Color Image Segmentation Using Watershed-Based Automatic Seed Selection for Region Growing

Resource Overview

Color image segmentation implementing region growing with automatically selected seeds via watershed algorithm

Detailed Documentation

Color image segmentation serves as a fundamental task in computer vision and image processing, where combining watershed algorithm with region growing methodology significantly enhances segmentation accuracy. The watershed algorithm is commonly employed for image segmentation but suffers from sensitivity to noise and tendency for over-segmentation, leading to suboptimal results when applied directly. Meanwhile, region growing algorithms depend heavily on initial seed selection, where manual seed point identification proves inefficient and unsuitable for automated scenarios.

To address these challenges, an optimized strategy involves using watershed algorithm for automatic seed point selection followed by region growing for segmentation. The watershed algorithm initially computes image gradients and simulates a "flooding" process on the gradient image to automatically detect potential boundaries and regions. The regional minima points identified through this process can serve as initial seeds for region growing, eliminating the tedious manual selection process. Implementation typically involves using functions like watershed() after gradient calculation with operators such as Sobel or morphological gradients.
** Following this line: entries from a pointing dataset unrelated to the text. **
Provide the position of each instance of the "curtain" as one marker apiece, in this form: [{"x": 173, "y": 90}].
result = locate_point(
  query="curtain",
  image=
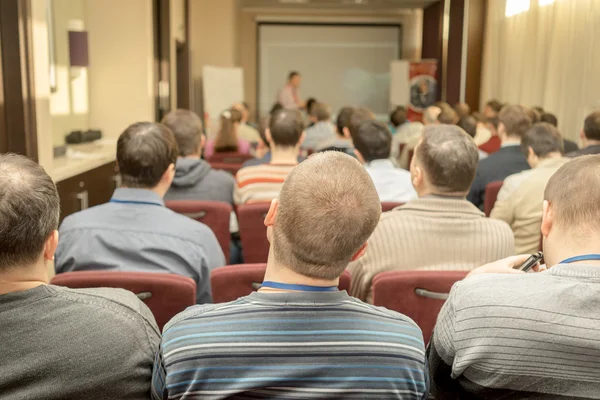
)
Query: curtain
[{"x": 547, "y": 56}]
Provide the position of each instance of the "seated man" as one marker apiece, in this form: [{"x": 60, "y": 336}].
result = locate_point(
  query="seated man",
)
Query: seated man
[
  {"x": 298, "y": 336},
  {"x": 60, "y": 343},
  {"x": 519, "y": 201},
  {"x": 135, "y": 231},
  {"x": 590, "y": 136},
  {"x": 514, "y": 122},
  {"x": 262, "y": 183},
  {"x": 373, "y": 141},
  {"x": 194, "y": 178},
  {"x": 535, "y": 335},
  {"x": 441, "y": 230},
  {"x": 322, "y": 130}
]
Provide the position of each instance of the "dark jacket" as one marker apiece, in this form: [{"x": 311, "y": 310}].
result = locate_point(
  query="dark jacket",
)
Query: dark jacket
[{"x": 506, "y": 161}]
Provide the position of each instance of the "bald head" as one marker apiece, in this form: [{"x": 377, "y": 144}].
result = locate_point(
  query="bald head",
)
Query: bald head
[{"x": 328, "y": 208}]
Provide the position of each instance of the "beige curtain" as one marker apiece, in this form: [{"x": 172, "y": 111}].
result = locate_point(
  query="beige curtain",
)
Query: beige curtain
[{"x": 547, "y": 56}]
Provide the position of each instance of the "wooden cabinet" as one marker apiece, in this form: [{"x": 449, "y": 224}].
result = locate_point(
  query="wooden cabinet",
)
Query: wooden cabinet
[{"x": 86, "y": 190}]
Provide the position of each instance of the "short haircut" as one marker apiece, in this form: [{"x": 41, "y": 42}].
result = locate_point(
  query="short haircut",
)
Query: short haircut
[
  {"x": 469, "y": 125},
  {"x": 591, "y": 126},
  {"x": 144, "y": 152},
  {"x": 343, "y": 119},
  {"x": 187, "y": 128},
  {"x": 573, "y": 191},
  {"x": 328, "y": 208},
  {"x": 358, "y": 116},
  {"x": 29, "y": 211},
  {"x": 373, "y": 140},
  {"x": 544, "y": 139},
  {"x": 286, "y": 127},
  {"x": 515, "y": 119},
  {"x": 449, "y": 158},
  {"x": 549, "y": 118},
  {"x": 321, "y": 112},
  {"x": 398, "y": 116}
]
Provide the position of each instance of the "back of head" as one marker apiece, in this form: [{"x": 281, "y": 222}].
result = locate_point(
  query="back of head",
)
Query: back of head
[
  {"x": 29, "y": 211},
  {"x": 145, "y": 150},
  {"x": 358, "y": 116},
  {"x": 328, "y": 208},
  {"x": 515, "y": 119},
  {"x": 544, "y": 139},
  {"x": 549, "y": 118},
  {"x": 286, "y": 127},
  {"x": 398, "y": 116},
  {"x": 469, "y": 125},
  {"x": 186, "y": 125},
  {"x": 321, "y": 112},
  {"x": 448, "y": 157},
  {"x": 591, "y": 126},
  {"x": 373, "y": 140}
]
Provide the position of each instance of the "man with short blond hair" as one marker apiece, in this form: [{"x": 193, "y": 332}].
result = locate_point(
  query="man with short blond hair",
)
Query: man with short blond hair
[
  {"x": 441, "y": 230},
  {"x": 299, "y": 336}
]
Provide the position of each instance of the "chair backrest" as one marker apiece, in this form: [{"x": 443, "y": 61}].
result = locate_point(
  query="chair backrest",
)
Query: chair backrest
[
  {"x": 416, "y": 294},
  {"x": 491, "y": 194},
  {"x": 253, "y": 232},
  {"x": 230, "y": 158},
  {"x": 165, "y": 294},
  {"x": 213, "y": 214},
  {"x": 231, "y": 282}
]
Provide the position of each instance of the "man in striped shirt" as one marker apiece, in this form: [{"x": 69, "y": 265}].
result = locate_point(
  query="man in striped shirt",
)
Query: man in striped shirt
[
  {"x": 262, "y": 183},
  {"x": 298, "y": 337},
  {"x": 536, "y": 335}
]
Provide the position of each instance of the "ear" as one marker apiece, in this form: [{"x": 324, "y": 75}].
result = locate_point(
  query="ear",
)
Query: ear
[{"x": 360, "y": 253}]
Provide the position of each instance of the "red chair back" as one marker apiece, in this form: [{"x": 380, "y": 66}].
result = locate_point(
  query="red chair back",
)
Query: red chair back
[
  {"x": 253, "y": 232},
  {"x": 165, "y": 294},
  {"x": 213, "y": 214},
  {"x": 416, "y": 294},
  {"x": 231, "y": 282},
  {"x": 491, "y": 194}
]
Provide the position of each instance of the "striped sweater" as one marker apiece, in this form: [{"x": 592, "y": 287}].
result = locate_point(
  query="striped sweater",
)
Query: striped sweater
[
  {"x": 529, "y": 336},
  {"x": 260, "y": 183},
  {"x": 435, "y": 233},
  {"x": 294, "y": 345}
]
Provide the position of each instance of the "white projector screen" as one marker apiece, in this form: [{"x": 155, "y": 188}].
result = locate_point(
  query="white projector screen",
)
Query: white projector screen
[{"x": 340, "y": 64}]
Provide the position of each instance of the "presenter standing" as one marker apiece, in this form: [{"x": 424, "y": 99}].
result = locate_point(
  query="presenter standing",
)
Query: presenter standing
[{"x": 289, "y": 96}]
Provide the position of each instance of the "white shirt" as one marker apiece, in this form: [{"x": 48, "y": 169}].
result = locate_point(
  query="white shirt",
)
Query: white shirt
[{"x": 392, "y": 184}]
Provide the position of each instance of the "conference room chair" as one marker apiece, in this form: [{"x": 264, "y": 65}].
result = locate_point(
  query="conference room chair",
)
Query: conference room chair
[
  {"x": 213, "y": 214},
  {"x": 253, "y": 232},
  {"x": 491, "y": 195},
  {"x": 231, "y": 282},
  {"x": 419, "y": 295},
  {"x": 165, "y": 294}
]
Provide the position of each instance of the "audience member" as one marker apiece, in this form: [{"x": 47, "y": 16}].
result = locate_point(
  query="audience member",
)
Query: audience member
[
  {"x": 322, "y": 130},
  {"x": 262, "y": 183},
  {"x": 520, "y": 199},
  {"x": 590, "y": 136},
  {"x": 134, "y": 231},
  {"x": 372, "y": 142},
  {"x": 245, "y": 131},
  {"x": 535, "y": 335},
  {"x": 60, "y": 343},
  {"x": 441, "y": 230},
  {"x": 194, "y": 178},
  {"x": 298, "y": 336},
  {"x": 514, "y": 122},
  {"x": 343, "y": 141}
]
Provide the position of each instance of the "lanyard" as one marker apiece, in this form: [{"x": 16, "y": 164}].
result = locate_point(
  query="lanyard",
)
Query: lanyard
[
  {"x": 149, "y": 203},
  {"x": 585, "y": 257},
  {"x": 300, "y": 288}
]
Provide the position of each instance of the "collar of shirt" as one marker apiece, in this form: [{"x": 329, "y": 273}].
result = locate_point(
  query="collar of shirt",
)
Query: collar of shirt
[{"x": 129, "y": 195}]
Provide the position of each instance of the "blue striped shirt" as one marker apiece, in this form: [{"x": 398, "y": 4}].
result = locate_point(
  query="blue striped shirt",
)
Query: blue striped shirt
[{"x": 293, "y": 345}]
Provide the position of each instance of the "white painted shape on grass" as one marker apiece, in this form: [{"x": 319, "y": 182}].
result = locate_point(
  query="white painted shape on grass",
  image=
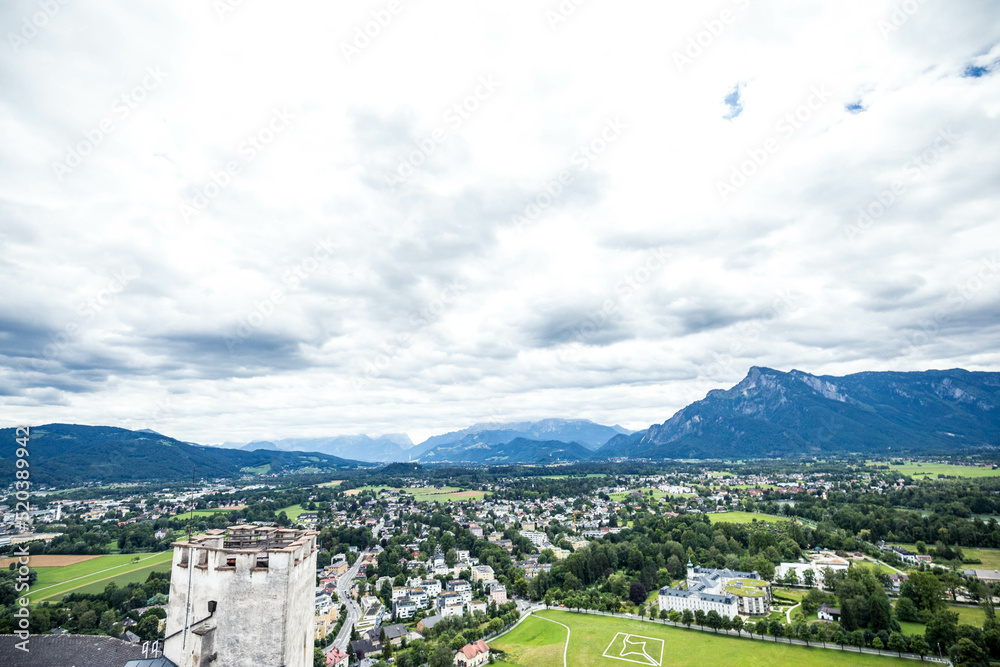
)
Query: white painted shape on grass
[{"x": 635, "y": 646}]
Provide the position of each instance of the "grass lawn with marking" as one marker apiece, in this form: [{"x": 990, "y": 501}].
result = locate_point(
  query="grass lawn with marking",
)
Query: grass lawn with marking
[
  {"x": 744, "y": 517},
  {"x": 54, "y": 582},
  {"x": 932, "y": 470},
  {"x": 539, "y": 643}
]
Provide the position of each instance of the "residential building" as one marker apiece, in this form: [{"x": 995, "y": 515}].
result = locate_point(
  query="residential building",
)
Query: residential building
[
  {"x": 473, "y": 654},
  {"x": 336, "y": 658},
  {"x": 828, "y": 613},
  {"x": 498, "y": 594}
]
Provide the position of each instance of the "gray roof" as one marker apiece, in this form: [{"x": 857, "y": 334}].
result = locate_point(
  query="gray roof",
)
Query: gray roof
[
  {"x": 395, "y": 631},
  {"x": 692, "y": 592},
  {"x": 68, "y": 650},
  {"x": 431, "y": 621}
]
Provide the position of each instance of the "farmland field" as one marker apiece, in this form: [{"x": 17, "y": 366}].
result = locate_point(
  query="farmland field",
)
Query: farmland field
[
  {"x": 657, "y": 494},
  {"x": 990, "y": 558},
  {"x": 43, "y": 560},
  {"x": 540, "y": 643},
  {"x": 744, "y": 517},
  {"x": 934, "y": 469},
  {"x": 444, "y": 494},
  {"x": 54, "y": 582},
  {"x": 292, "y": 511}
]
For color images, conversion to appropriate color spaces like Lab or HSV better handles color variations. The region growing algorithm then progressively expands pixels around seed points based on criteria including color similarity and spatial proximity, forming final segmentation regions. In code implementation, this involves establishing similarity thresholds and connectivity rules (4-connected or 8-connected neighborhoods) while using queue-based or recursive approaches for pixel aggregation. This methodology not only mitigates over-segmentation issues inherent in traditional watershed algorithms but also adaptively selects optimal growth starting points, enhancing segmentation robustness.

In summary, the integrated approach combining watershed-based automatic seed selection with region growing effectively balances automation level and segmentation precision, making it particularly suitable for color image processing tasks in natural scenes.